## Task 1


The notebook is divided into 3 parts:
- In the first part we import the images and create the dataframe
- In the second part we define our embedding network and train it on the given images
- In the last part we use the embedding network to create a classifier and use it to classify the given images

## Part 1: Data import and dataframe creation

Importing important libraries for the section

In [1]:
import numpy as np
import pandas as pd
import os
from PIL import Image
import matplotlib.pyplot as plt
from sklearn.preprocessing import LabelEncoder

Rather than importing all the images together, we shall create a dataframe with Image path and respective label "string type", and then encode the labels "numeral type". This makes the execution faster by only importing selected images at a time.

In [4]:
imagePath = []
labels = []
for folder in os.listdir('./train'):
    for images in os.listdir(os.path.join('./train/',folder)):
        image = os.path.join('/train/',folder,images)
        imagePath.append(image)
        labels.append(folder)
data = {'Images':imagePath, 'Labels':labels}
data = pd.DataFrame(data)
data.head()

Unnamed: 0,Images,Labels
0,/train/Sample029/img029-019.png,Sample029
1,/train/Sample029/img029-028.png,Sample029
2,/train/Sample029/img029-051.png,Sample029
3,/train/Sample029/img029-023.png,Sample029
4,/train/Sample029/img029-040.png,Sample029


Now that  we have the Image path and their respective labels, we shall encode these labels to their numerical counterparts for our deep learning model.

In [6]:
labelEncoder = LabelEncoder()
data['Encoded Labels'] = labelEncoder.fit_transform(data['Labels'])
data.head()

Unnamed: 0,Images,Labels,Encoded Labels
0,/train/Sample029/img029-019.png,Sample029,28
1,/train/Sample029/img029-028.png,Sample029,28
2,/train/Sample029/img029-051.png,Sample029,28
3,/train/Sample029/img029-023.png,Sample029,28
4,/train/Sample029/img029-040.png,Sample029,28


We now create the training and validation splits of the images.

In [9]:
batchSize = 128
validationSplit = 0.1
shuffleDataset = True
randomSeed = 17

In [10]:
datasetSize = len(data)
indices = list(range(datasetSize))
split = int(np.floor(validationSplit*datasetSize))
if shuffleDataset:
    np.random.seed(randomSeed)
    np.random.shuffle(indices)
trainIndices, validationIndices = indices[split:], indices[:split]

In [None]:
trainSampler = SubsetRandomSampler(trainIndices)
validationSampler = SubsetRandomSampler(validationIndices)

In [None]:
class CustomDataset(Dataset):
    def __init__(self, imageData, imagePath, transform=None):
        self.imagePath = imagePath
        self.imageData = imageData
        self.transform = transform
    def __len__(self):
        return len(self.imageData)
    def __getitem__(self, index):
        imageName = os.path.join(self.imagePath, self.imageData.loc[index, 'labels'],self.imageData.loc[index,'Images'])
        image = Image.open(imageName)
        image = image.resize((28,28))
        label = torch.tensor(self.imageData.loc[index, 'Encoded Labels'])
        if self.transform is not None:
            image = self.transform(image)
        return image,label

We now create  the custom dataset using all the images

In [None]:
dataset = CustomDataset(data,'./train/',transform)

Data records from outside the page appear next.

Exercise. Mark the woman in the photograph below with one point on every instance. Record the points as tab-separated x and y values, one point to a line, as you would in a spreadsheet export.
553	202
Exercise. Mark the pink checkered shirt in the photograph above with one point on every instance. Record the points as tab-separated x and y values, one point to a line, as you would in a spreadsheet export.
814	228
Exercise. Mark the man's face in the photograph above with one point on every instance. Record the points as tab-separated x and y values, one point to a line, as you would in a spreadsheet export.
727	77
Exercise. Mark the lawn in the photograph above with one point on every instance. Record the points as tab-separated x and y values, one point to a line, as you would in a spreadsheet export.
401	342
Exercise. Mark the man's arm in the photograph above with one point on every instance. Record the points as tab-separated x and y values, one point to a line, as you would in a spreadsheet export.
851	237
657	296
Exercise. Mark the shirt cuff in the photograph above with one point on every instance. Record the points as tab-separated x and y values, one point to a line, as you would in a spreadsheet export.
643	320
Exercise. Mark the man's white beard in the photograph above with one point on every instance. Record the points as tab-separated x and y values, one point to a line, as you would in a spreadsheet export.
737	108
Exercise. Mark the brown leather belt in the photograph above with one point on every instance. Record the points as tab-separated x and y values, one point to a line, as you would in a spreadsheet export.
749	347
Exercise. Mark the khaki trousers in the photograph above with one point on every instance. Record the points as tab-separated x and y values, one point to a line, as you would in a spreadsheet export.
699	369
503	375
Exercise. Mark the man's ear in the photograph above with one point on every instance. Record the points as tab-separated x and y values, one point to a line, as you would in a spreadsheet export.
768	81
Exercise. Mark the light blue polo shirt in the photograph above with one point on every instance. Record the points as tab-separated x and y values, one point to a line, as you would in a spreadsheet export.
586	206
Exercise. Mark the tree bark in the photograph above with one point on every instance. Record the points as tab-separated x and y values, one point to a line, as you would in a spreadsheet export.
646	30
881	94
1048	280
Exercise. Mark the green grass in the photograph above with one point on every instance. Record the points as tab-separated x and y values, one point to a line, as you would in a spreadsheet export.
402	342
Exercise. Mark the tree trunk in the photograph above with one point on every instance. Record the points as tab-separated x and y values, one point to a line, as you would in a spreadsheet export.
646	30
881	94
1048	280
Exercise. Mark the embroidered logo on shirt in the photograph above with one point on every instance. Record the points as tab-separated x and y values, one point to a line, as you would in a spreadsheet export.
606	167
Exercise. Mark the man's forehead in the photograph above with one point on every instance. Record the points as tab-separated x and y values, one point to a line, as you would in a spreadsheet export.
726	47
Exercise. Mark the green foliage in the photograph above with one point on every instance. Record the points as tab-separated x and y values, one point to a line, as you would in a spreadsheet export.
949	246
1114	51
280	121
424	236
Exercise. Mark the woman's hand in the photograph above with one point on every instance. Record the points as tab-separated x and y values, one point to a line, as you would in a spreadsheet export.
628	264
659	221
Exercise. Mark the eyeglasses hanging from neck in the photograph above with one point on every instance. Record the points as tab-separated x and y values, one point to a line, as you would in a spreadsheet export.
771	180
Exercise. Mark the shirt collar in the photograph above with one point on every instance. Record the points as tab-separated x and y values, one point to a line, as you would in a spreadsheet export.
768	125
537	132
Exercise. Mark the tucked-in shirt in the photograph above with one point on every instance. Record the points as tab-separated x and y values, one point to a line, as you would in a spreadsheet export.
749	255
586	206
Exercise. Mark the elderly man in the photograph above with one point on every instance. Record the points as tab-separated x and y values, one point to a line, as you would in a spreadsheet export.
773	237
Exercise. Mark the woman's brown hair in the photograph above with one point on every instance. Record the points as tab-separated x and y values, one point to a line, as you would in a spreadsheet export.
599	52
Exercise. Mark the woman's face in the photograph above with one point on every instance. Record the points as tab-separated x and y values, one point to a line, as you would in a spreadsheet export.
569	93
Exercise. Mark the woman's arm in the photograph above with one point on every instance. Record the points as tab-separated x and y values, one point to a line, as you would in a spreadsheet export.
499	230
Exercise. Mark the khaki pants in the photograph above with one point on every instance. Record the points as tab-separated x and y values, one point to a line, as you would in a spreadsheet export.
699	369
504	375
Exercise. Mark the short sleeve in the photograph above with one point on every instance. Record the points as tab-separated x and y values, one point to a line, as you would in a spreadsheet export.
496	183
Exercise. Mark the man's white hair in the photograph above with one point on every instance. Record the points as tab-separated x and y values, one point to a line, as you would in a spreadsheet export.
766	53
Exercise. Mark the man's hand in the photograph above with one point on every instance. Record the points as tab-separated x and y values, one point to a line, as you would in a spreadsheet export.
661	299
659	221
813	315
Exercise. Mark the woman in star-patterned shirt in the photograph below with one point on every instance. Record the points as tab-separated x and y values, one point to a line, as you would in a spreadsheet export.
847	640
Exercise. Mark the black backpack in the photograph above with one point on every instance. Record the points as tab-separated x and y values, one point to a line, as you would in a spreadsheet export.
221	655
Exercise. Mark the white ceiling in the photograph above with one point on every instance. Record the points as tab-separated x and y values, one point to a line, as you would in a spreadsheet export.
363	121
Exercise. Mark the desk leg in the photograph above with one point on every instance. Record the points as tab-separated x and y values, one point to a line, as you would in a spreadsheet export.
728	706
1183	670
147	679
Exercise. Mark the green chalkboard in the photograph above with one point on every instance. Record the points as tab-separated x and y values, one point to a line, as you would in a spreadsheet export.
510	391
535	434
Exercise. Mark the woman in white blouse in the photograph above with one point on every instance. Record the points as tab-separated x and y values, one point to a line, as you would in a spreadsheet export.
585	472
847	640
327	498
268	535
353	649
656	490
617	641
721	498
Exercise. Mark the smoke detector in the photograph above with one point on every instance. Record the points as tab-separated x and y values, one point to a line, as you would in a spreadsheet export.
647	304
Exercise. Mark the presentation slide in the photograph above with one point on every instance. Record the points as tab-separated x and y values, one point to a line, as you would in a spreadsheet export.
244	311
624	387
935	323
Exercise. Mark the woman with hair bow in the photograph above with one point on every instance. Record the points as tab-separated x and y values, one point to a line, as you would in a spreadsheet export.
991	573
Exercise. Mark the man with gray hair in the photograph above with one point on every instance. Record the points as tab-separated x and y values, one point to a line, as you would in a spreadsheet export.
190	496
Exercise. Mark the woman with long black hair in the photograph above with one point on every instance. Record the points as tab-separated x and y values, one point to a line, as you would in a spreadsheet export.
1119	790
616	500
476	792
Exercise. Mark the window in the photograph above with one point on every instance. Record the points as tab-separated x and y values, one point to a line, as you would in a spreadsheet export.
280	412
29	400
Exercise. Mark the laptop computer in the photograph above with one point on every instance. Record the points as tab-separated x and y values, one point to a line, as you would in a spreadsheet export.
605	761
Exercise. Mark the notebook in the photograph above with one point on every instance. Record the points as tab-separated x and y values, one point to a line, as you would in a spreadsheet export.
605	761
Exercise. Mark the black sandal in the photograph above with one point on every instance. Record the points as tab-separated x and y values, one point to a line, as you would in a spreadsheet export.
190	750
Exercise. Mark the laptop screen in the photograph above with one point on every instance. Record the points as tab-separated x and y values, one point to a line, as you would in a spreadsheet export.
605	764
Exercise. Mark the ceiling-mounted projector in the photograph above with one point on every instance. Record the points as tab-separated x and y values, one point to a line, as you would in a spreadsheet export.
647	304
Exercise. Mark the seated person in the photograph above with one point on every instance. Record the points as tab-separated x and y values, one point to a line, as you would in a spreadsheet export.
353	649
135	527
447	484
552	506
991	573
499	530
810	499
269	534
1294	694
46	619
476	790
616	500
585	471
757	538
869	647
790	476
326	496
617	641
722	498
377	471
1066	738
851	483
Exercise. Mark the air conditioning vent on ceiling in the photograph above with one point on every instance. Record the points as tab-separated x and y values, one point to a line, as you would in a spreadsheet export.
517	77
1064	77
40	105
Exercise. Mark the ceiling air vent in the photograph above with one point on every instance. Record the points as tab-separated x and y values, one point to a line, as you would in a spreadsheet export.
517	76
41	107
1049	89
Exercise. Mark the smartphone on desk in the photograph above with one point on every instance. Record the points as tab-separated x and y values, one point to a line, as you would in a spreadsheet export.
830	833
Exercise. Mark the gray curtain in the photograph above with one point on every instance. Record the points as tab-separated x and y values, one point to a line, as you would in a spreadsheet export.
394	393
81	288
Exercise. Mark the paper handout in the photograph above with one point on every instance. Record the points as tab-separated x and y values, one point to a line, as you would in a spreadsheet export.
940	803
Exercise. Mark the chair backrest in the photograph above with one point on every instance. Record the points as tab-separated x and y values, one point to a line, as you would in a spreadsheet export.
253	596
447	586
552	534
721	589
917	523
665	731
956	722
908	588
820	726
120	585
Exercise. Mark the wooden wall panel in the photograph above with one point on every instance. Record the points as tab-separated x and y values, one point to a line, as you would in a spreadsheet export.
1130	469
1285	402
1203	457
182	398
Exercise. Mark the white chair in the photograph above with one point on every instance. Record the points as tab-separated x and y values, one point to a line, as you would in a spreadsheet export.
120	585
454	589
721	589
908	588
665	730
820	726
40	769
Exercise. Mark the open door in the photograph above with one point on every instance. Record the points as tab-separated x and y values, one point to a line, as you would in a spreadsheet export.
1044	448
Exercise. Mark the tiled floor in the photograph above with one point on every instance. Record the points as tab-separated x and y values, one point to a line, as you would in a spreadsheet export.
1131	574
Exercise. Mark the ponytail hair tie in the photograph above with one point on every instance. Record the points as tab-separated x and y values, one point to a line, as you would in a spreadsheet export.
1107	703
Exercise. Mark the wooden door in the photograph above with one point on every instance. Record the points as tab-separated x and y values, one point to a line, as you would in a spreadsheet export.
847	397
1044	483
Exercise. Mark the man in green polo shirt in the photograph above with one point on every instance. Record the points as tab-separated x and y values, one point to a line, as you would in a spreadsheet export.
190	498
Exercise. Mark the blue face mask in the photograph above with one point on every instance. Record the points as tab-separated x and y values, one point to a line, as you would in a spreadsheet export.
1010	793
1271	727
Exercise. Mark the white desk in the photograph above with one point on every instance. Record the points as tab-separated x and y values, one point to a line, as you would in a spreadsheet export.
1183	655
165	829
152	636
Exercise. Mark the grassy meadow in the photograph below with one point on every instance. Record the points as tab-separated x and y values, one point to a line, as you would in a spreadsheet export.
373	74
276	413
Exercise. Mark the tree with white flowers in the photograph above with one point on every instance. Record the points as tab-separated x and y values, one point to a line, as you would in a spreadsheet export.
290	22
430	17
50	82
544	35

We create train and validation loaders that will load batches of images for training and validation using the indices we created above

In [None]:
trainLoader = torch.utils.data.DataLoader(dataset, batch_size = batch_size, sampler = trainSampler)
validationLoader = torch.utils.data.DataLoader(dataset, batch_size = batch_size, sampler = validationSampler)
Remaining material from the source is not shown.